What happens when ballots are rejected because signatures don’t match what’s on file

California mailed ballots to every registered voter this year because of the pandemic. Everyone must sign their ballot envelopes for their votes to be counted, and the signatures must be verified. 

But the verification system’s not perfect. Signatures can change over time, and maybe people sign in a hurry. So how accurate does a signature have to be?

Maya Lau and Laura Nelson have been investigating this for the LA Times.

Lau says verifying signatures is subjective. “In a lot of states, it's human beings who look at your signature. They compare it to an old signature you made maybe on your voter registration or your driver's license. And they're just eyeballing back and forth to see if those signatures look alike. And it's unclear in each case. They might judge it differently.”

Also, she says, some studies show that people who aren’t trained in forensic signature analysis are more likely to think that a genuine signature is fake — versus thinking a fake signature is real.

Nelson points out that in LA County, a computer checks each signature, while in much of the country, election workers exclusively do this task. These workers have widely varied amounts and quality of training. 

“If you think of the computer software as like a first pass on a signature, it depends on whether that jurisdiction wants it to only accept exact matches, if they want to add a little bit more leniency, like that can actually be changed,” says Nelson. 
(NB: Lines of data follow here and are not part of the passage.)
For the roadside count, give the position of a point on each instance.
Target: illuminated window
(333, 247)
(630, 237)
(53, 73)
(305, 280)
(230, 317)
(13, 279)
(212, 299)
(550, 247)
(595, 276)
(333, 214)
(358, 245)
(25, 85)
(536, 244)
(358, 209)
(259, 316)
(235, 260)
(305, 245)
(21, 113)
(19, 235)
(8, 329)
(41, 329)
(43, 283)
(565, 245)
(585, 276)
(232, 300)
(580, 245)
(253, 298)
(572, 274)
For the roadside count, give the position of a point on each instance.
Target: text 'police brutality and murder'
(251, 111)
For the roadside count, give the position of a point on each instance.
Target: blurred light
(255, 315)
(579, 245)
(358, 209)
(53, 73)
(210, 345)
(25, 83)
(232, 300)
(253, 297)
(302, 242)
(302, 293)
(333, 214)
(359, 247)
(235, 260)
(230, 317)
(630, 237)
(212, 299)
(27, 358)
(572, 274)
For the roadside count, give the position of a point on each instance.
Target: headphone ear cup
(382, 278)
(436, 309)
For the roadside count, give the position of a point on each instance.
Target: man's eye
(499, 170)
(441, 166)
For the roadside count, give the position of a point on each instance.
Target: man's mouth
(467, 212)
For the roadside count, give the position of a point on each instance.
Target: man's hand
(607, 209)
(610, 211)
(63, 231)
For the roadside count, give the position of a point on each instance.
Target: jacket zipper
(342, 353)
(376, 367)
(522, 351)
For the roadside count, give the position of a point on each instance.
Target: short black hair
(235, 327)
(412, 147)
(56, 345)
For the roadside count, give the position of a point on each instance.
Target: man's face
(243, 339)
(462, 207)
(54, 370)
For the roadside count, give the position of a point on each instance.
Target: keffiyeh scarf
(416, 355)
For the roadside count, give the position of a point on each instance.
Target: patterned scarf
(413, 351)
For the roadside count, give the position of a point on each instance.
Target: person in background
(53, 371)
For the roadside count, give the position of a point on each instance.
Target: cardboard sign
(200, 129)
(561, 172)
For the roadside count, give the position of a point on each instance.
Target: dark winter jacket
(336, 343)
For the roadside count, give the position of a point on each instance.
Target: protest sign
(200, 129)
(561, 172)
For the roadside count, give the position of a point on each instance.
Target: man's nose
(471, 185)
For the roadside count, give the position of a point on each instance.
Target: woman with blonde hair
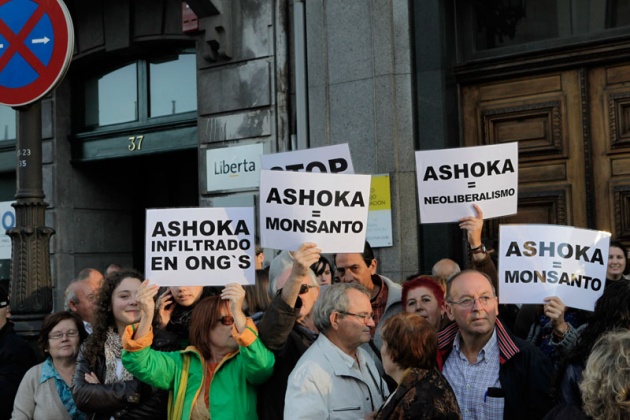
(605, 386)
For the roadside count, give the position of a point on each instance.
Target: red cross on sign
(36, 45)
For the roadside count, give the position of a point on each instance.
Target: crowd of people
(323, 337)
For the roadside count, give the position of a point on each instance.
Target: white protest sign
(328, 209)
(451, 180)
(333, 159)
(200, 246)
(537, 261)
(7, 216)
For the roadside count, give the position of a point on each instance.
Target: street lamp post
(31, 286)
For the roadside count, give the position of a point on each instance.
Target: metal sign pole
(31, 287)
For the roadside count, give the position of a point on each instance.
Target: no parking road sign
(36, 44)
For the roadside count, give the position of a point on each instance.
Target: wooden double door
(573, 132)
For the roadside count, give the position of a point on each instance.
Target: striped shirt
(476, 385)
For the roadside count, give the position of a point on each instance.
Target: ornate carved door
(573, 130)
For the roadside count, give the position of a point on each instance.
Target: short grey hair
(70, 295)
(449, 282)
(334, 298)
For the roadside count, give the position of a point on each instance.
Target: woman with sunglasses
(216, 376)
(45, 389)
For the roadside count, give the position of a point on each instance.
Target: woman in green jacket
(216, 376)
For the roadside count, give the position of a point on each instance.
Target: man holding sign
(493, 373)
(385, 295)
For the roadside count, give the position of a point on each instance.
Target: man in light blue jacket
(335, 378)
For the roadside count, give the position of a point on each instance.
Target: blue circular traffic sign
(36, 44)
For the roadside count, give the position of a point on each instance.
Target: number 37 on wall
(135, 143)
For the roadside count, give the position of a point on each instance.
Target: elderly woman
(45, 389)
(409, 356)
(424, 296)
(216, 376)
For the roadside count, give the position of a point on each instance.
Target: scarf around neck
(113, 351)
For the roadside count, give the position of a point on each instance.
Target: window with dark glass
(141, 92)
(495, 27)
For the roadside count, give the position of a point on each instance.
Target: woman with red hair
(425, 296)
(409, 356)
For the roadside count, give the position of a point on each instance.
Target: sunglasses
(226, 320)
(305, 288)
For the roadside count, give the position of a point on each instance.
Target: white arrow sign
(43, 40)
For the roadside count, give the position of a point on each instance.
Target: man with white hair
(335, 378)
(81, 295)
(287, 327)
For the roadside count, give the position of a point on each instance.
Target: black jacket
(16, 357)
(128, 400)
(288, 340)
(525, 373)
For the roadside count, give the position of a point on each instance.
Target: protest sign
(330, 159)
(200, 246)
(537, 261)
(451, 180)
(328, 209)
(379, 233)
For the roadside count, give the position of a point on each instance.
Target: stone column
(31, 287)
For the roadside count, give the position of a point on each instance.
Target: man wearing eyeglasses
(287, 327)
(335, 378)
(494, 374)
(385, 295)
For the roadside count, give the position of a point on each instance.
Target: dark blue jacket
(525, 373)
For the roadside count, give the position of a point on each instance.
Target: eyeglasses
(226, 320)
(305, 288)
(341, 271)
(468, 303)
(59, 335)
(362, 317)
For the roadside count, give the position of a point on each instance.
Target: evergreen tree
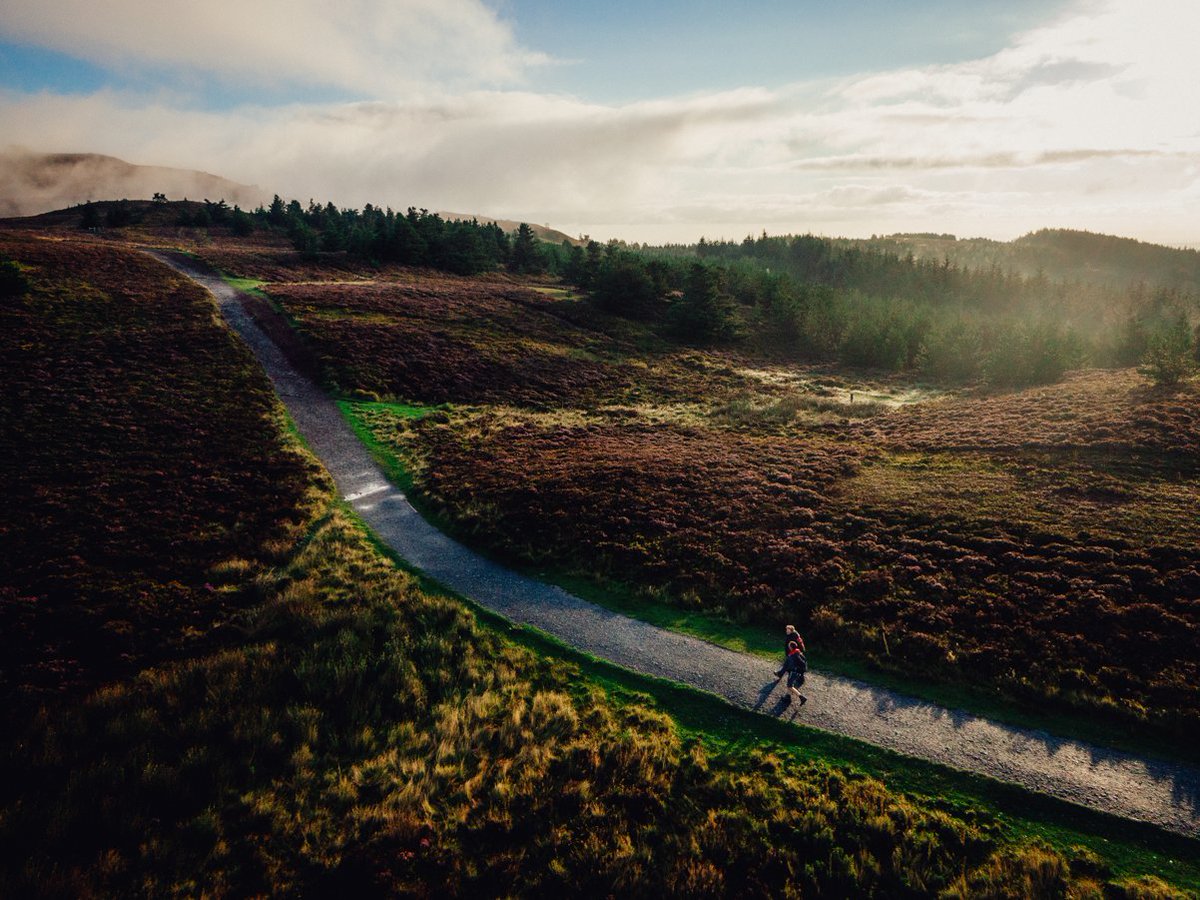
(705, 312)
(526, 255)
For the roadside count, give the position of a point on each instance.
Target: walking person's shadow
(779, 707)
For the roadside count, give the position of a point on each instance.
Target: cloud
(378, 48)
(1086, 121)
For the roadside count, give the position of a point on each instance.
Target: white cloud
(381, 48)
(1085, 123)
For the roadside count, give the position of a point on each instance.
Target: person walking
(790, 636)
(796, 665)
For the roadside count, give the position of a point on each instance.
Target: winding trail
(1151, 791)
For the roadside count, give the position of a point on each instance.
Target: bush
(12, 280)
(1169, 359)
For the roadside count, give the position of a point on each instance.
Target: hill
(510, 225)
(31, 183)
(1061, 255)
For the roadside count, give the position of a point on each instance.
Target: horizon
(649, 126)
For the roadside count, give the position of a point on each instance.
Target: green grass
(1132, 849)
(249, 286)
(761, 641)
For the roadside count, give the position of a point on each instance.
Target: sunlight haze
(663, 125)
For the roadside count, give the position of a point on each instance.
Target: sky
(643, 121)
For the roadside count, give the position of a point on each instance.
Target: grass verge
(743, 637)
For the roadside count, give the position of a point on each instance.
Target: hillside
(217, 684)
(1061, 255)
(543, 232)
(31, 184)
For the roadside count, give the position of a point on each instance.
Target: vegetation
(148, 487)
(325, 725)
(917, 540)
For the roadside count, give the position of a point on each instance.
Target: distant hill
(31, 184)
(1060, 253)
(509, 225)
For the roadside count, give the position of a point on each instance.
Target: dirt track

People may also sign their names differently when they’re a teenager just getting their driver’s license, versus when they’re decades older. Nelson adds, “People who have physical disabilities or issues with fine motor skills, you’ve broken your hand — like there's all these different reasons for why your signature might look different.”

What happens if a signature is rejected? 

Lau says that in California, if a signature is mismatched, election officials must notify voters within 24 hours so they can rectify it. In other places like Pennsylvania, there's no law requiring that notification. And in Texas, the Fifth Circuit Court of Appeals recently ruled that officials don’t have to notify voters of a mismatch until after the election. 

“It really just depends on where you live, whether or not you'll get a chance to cure your ballot,” she says. 

Timing is a factor too, says Nelson. “If you live in a state where ballots are not processed and verified until the day before the election, or maybe even starting 7 a.m. on Election Day, there may be very little to no time for elections workers to notify you and to give you a chance to fix the problem.”

If someone forgets to sign their ballot envelope entirely, they must get notification of that too. 

An alternate system? 

With all the possibilities for errors, is there a better way for people to make their votes count without signing their ballot envelopes? 

Lau says many experts tell her that the system can work and be fair if voters are given enough time to rectify problems.

Nelson adds, “Also that the decision not be made by like a single election worker in an office somewhere, that signatures go through multiple layers of review.”